Bypass circuits due to the corresponding inclusion of diodes during normal battery operation are turned off and do not significantly affect the operation of the circuit. If the internal resistance of a battery of a battery suddenly increases, then a single bypass diode connected in parallel with the battery ensures that the discharge currents of the batteries pass to the load. Three sequentially connected bypass diodes (the number of diodes depends on the operating voltage of the battery) ensure the passage of battery charge currents and exclude the possibility of exceeding the maximum permissible value by the battery voltage. The limiting resistors R1 ... R (N + 1) set the values of the operating currents of individual sources U1 ... U (N + 1). If the internal resistance of the battery unexpectedly drops to a critical value (for example, a battery short circuit occurs), then fuse P accidentally disconnects the individual voltage source from it.

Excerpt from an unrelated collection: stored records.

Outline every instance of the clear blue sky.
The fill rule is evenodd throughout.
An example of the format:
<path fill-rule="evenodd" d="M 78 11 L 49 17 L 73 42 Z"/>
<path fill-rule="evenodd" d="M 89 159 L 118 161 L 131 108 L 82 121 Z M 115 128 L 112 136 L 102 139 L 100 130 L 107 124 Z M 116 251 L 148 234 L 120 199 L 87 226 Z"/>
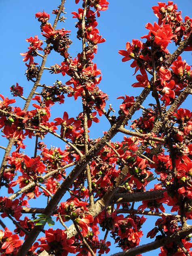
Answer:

Thus, the claimed technical solution allows to increase the number of charge-discharge cycles of the battery, which has in its composition sequentially connected main and backup batteries, due to current recharge from backup batteries only those of its main batteries, the current charge-discharge characteristics of which are currently worse than the similar characteristics of other main battery batteries, and, therefore, ensures the achievement of the goal.

Information sources

1. Suetin B.P., Ivanchura V.I., Chernyshev A.I., Islyaev Sh.N. Spacecraft Power Systems, Novosibirsk: VO Nauka, 1994

2. RF patent No. 2334337 C1, H02J 7/35, dated 13.06.2007.

Claims (2)

1. The method of backup batteries of an autonomous power supply system containing a limited power source of electric energy and a battery of N main and K backup batteries in series with bypass charging and discharge circuits on each battery, which consists in conducting charge-discharge cycles and monitoring the voltage on the battery , characterized in that during operation of the battery its most discharged batteries are additionally recharged t of individual voltage sources, implemented on the basis of a common DC-voltage converter, the output voltage of the individual sources is maintained equal to the average voltage on the battery, their output currents are limited by resistors and fuses to an allowable value, while the backup electrical energy is used to supply individual sources accumulators, while only the main Battery kumulyatorov. 2. A battery backup device comprising a battery with N main K backup batteries connected in series, with bypass charging and discharge circuits on each of them, and a voltage monitoring device connected to the output terminals of the battery, characterized in that it is additionally introduced and a DC / DC converter with N + K is connected by power circuits to the battery backup batteries with individual voltage sources at the output, each of which is connected to Res series-connected limiting resistor and fuse to one of the battery of accumulators, wherein a load connected to the battery main battery and the output voltage of individual sources by appropriate selection of the coefficient of the DC voltage converter transformer is made the average of the voltages at the battery accumulators.